Thank you for the support!! I think it's important to be goofy and good to yourself:) I have taken a break from the rat race of life this year to "reset" and "re-balance" my life. Actually, it's been nice!! I don't really know if I want to jump back into the rat race again. My therapy is gardening, being outside, and walks with my husband. I keep myself active and do lots of yoga to keep myself physically and mentally healthy. The healthy eating follows with that lifestyle. I usually am travelling for leisure quite a bit...but have taken a break from that this year to devote my time to house projects and making our home....our home.
It's really nice to have the support from someone who has lived this life. I love my friends...but they're all in "Mom" mode right now and can only provide so much support. Then the ones that don't know about my condition have dropped the comment..."It must be nice not having kids." The sucker punch they don't realize that their giving. I haven't found the courage to tell some of them yet...but also don't want to say it resentfully.
I do feel stronger this year. I agree - I do believe things happen for a reason. I don't fully understand why this has happened in our life...but have faith that there is a reason for it and one day will understand. I don't know what lies ahead of us...but am hopefully. My husband and I have been blessed many times over, and we choose to keep our focus on those blessings!

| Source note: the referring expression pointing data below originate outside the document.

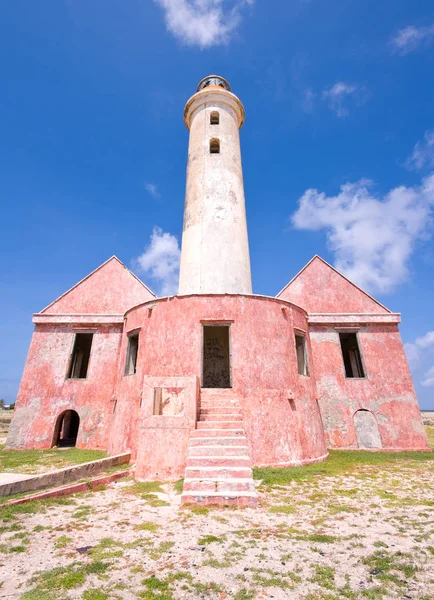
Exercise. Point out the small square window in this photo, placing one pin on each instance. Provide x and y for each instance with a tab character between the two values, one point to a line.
300	348
215	118
351	355
132	351
214	146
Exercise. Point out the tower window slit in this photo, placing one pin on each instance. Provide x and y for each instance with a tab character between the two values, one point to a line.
214	146
300	348
215	118
132	350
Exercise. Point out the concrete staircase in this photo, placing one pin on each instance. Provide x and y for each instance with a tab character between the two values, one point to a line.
218	463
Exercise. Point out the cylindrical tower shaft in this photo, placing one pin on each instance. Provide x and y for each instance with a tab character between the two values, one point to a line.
215	251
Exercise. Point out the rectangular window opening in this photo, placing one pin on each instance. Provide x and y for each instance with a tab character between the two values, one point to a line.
300	348
79	363
158	398
216	357
132	351
351	355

Thank you again for your support! Much appreciated.
Susan
Susan you sound like such a sweet and loving person. Yes,things happen for a reason. You will see as you go more of the light than right now. You may never understand "why you " but if you go along and accept each day as a gift, and do try to enjoy each day and your husband you will grow and become more you.
May I ask your age? You seem very mature . I will be talking more to you as I am going out right now. You are a lovely person.
Marie
Thank you Marie!! Great advice! I'm 38...and living and learning. I have collected quotes through the years....the one sitting in front of me states: "There are two kinds of people in the world. Those who carry balloons....and those who carry pins." Thank you for carrying a balloon!!
Susan you just sent a balloon my way and I love it. It is my favorite color "red " and means bright and bold. I am a very young 71 and after what I went through in April, every day is a gift. I had a knee replacement and was allergic to the pain med DiLaudid and went into a coma for 4 days. They didn't know how long it would take for me to come out of it and told my husband it could be weeks. But I came out of it. Scared of everything, but everyday got better and since then I am happy. For so many things.
So, lt may not be easy every day, but no one is going to burst my balloon. Thank you for it.